The operating model after association: when the backup team genuinely needs to perform a protected operation (say, retire a workload), the security team grants the backup operator’s identity a time-bound Backup Operator role on the Resource Guard via Azure AD PIM, the operation is performed within the activation window, and the role expires. An attacker who has only compromised Tenant A cannot self-approve – they lack any standing access to the guard. That separation of duties is the entire value of MUA; if you put the guard in the same subscription the backup admin owns, you have built a speed bump, not a control.

4. Enhanced soft delete and recovering from deletion

Soft delete keeps backup data retrievable after someone deletes a backup item or stops protection with “delete data.” Enhanced soft delete (the current model for Recovery Services vaults) makes the feature always-on and configurable: you set a retention between 14 and 180 days, and you can optionally make soft delete itself immutable (non-disablable). Basic soft delete was a fixed 14 days and could be turned off – enhanced is the one you want.

# Configure enhanced soft delete to 30 days. AlwaysON makes it non-disablable.
az backup vault backup-properties set \
  --resource-group rg-backup-prod \
  --name rsv-prod-weu \
  --soft-delete-feature-state AlwaysON \
  --soft-delete-retention-period-in-days 30

AlwaysON is irreversible in the same spirit as locked immutability – you can extend the retention but never disable the feature. Combined with immutability and MUA, you now have three controls that an admin-level attacker cannot individually defeat: they cannot delete inside retention (immutability), cannot turn off soft delete (AlwaysON), and cannot disable any of it without the guard (MUA).

When a backup is deleted – maliciously or by a fat-fingered decommission script – the item moves to a soft-deleted state. Recovery is undelete-then-resume:

# List soft-deleted items.
az backup item list \
  --resource-group rg-backup-prod \
  --vault-name rsv-prod-weu \
  --backup-management-type AzureIaasVM \
  --query "[?properties.isScheduledForDeferredDelete].name" -o tsv

# Undelete and re-enable protection for a specific VM.
az backup protection undelete \
  --resource-group rg-backup-prod \
  --vault-name rsv-prod-weu \
  --container-name <container> \
  --item-name <vm-name> \
  --backup-management-type AzureIaasVM \
  --workload-type VM

For Backup vaults (Blobs, Disks, PostgreSQL), the equivalent is configured through the vault’s softDeleteSettings with the same 14–180 day window, set via the az dataprotection backup-vault update command or the portal.

5. Backup policies, retention, and instant-restore snapshots

Policy is where retention lives, and retention is what immutability and MUA enforce. Build the policy deliberately. For Azure VMs, the instant restore tier keeps local snapshots (1–5 days) for fast restores that never touch vault storage, while GRS-replicated recovery points serve long-term and cross-region needs.

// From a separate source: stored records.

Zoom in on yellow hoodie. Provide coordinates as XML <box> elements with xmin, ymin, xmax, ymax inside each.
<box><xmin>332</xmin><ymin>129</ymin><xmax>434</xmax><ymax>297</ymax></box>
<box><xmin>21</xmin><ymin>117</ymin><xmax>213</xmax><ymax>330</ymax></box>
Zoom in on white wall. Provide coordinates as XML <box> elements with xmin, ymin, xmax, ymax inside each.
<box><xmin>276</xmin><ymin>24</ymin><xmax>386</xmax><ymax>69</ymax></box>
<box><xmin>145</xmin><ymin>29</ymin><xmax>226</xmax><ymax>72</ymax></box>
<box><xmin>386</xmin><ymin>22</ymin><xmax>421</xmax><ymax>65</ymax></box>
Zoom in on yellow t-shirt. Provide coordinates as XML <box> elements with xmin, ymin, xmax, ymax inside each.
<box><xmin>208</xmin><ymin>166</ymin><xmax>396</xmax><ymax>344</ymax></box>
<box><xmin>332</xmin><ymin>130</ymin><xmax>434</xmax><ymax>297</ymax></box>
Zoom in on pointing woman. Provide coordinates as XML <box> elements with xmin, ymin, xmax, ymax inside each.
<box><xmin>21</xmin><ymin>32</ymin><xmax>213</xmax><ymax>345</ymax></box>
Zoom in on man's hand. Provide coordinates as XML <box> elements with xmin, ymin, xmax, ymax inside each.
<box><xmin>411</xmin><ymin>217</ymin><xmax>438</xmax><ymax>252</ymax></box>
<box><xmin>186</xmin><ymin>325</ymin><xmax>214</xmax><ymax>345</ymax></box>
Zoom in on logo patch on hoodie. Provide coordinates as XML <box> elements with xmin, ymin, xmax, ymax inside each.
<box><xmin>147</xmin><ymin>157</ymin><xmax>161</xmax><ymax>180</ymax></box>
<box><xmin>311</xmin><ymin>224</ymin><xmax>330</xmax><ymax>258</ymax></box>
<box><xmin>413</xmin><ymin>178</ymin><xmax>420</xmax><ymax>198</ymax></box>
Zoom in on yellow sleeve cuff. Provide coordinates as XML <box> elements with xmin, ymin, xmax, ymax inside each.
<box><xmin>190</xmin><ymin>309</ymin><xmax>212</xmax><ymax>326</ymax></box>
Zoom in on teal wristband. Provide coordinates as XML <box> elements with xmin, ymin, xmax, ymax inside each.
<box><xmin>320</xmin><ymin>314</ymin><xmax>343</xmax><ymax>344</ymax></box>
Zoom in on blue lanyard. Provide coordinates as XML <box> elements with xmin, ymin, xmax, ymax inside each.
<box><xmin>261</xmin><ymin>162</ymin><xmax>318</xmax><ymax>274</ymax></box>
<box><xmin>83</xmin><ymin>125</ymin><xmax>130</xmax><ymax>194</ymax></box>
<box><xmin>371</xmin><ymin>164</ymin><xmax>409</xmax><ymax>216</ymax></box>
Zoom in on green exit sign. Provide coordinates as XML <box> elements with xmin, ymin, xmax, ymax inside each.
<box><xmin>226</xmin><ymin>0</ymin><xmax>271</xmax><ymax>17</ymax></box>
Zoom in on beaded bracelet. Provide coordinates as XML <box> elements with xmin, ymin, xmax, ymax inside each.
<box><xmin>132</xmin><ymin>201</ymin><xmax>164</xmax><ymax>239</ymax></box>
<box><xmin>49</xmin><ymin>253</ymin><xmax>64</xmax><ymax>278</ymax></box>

A defensible IaaS policy template – daily plus a weekly/monthly/yearly grandfather-father-son ladder:

{
  "schedulePolicy": {
    "schedulePolicyType": "SimpleSchedulePolicy",
    "scheduleRunFrequency": "Daily",
    "scheduleRunTimes": ["2026-06-08T01:00:00Z"]
  },
  "retentionPolicy": {
    "retentionPolicyType": "LongTermRetentionPolicy",
    "dailySchedule":  { "retentionDuration": { "count": 30,  "durationType": "Days"   } },
    "weeklySchedule": { "daysOfTheWeek": ["Sunday"], "retentionDuration": { "count": 12, "durationType": "Weeks" } },
    "monthlySchedule": { "retentionScheduleFormatType": "Weekly", "retentionScheduleWeekly": { "daysOfTheWeek": ["Sunday"], "weeksOfTheMonth": ["First"] }, "retentionDuration": { "count": 36, "durationType": "Months" } },
    "yearlySchedule": { "retentionScheduleFormatType": "Weekly", "monthsOfYear": ["January"], "retentionScheduleWeekly": { "daysOfTheWeek": ["Sunday"], "weeksOfTheMonth": ["First"] }, "retentionDuration": { "count": 7, "durationType": "Years" } }
  },
  "instantRpRetentionRangeInDays": 5,
  "timeZone": "UTC"
}
az backup policy set \
  --resource-group rg-backup-prod \
  --vault-name rsv-prod-weu \
  --name policy-iaas-gfs \
  --policy @iaas-policy.json

Two retention facts that catch people:

6. Cross-region restore and zone-redundant storage

CRR lets you restore a VM, SQL-in-VM, or SAP HANA backup into the Azure-paired region without waiting for a regional failover or a Microsoft-declared outage – you choose to restore in the secondary on demand. It is the control that turns “the region is down” from an outage into a runbook. The prerequisites, in order:

  1. Vault redundancy = GeoRedundant (set at section 1, before onboarding).
  2. crossRegionRestore flag enabled on the vault.
  3. The workload type supports CRR (Azure VM, SQL in Azure VM, SAP HANA in Azure VM).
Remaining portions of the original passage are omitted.